The second movement proved strong of heft, yet heavy, in more than one sense, in stylisation. Fair enough, one might say, and initially I did. But do we not need something behind the parody of a parody, perhaps of a parody? At best, some of the Schoenbergian transformation of rhythms – seemingly, intriguingly, founded in rhythm and then extending itself to melody – had one listen anew. In the absence of Schoenbergian, or indeed other discernible method, though, the performance began to sound merely bloated. There is much to be said for problematizing repertoire in performance; Boulez, for instance, often did just that. Yet Boulez’s clarity of purpose, whatever one might have thought of it and its underlying ideology, proved once again elusive here. Structure and form less dissolved – an enticing, almost Debussyan prospect – than lost their way. It was above all the loss of impetus that concerned most, far more than slowness of tempo as such. Alas, I remained resolutely unmoved.

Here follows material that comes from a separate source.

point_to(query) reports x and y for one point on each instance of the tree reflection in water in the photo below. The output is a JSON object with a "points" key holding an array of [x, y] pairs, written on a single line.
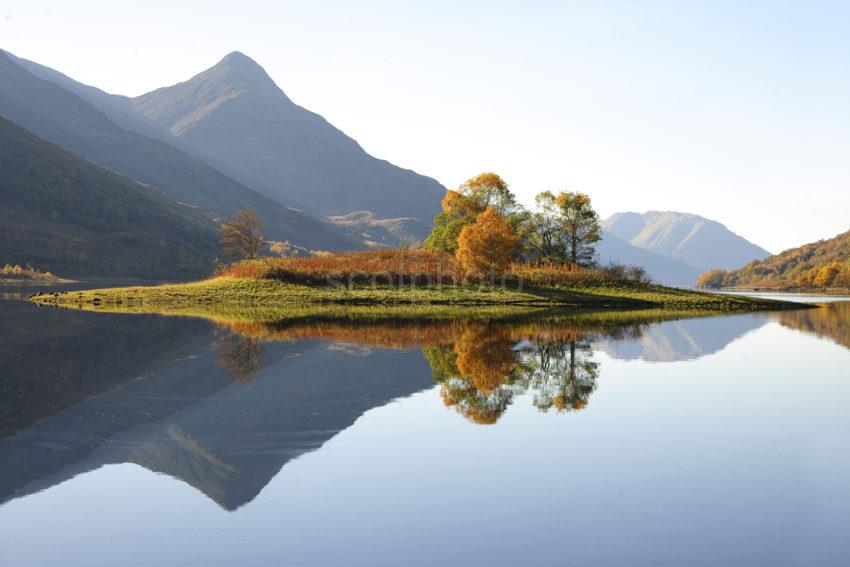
{"points": [[241, 356], [485, 368], [481, 365]]}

The ‘Rondo-Burleske’ fared better, especially to start with, as if the music had come back into focus: not tamed, thank goodness, yet with a guiding thread to help us through the labyrinth. The LSO responded, so it seemed, in kind. Again, later on, there seemed to be some loss of way, yet to a lesser extent. And so, when the violins dug into the opening phrase of the final ‘Adagio’, it seemed to mean something. Rattle could not resist moulding the theme that emerged, yet not unreasonably so. He certainly did not take the easy way through this movement, which is to be applauded; its extremities were acknowledged, without abandonment of a sense of harmonic motion. A passage in which string vibrato was withdrawn made its chaste point; so too did the relative rarity of giving the strings their heard. If the final goodbye were perhaps unduly prolonged – it takes a Boulez not to succumb – then such a reluctance is eminently comprehensible. Even here, though, I longed for the relative straightforwardness of a performance Rattle gave with the same orchestra round about 2000. There is much to be said for letting musical contradictions overflow into performance; Mahler should never sound too easy, let alone bureaucratic. At the same time, however, his music too needs its ‘woven space’.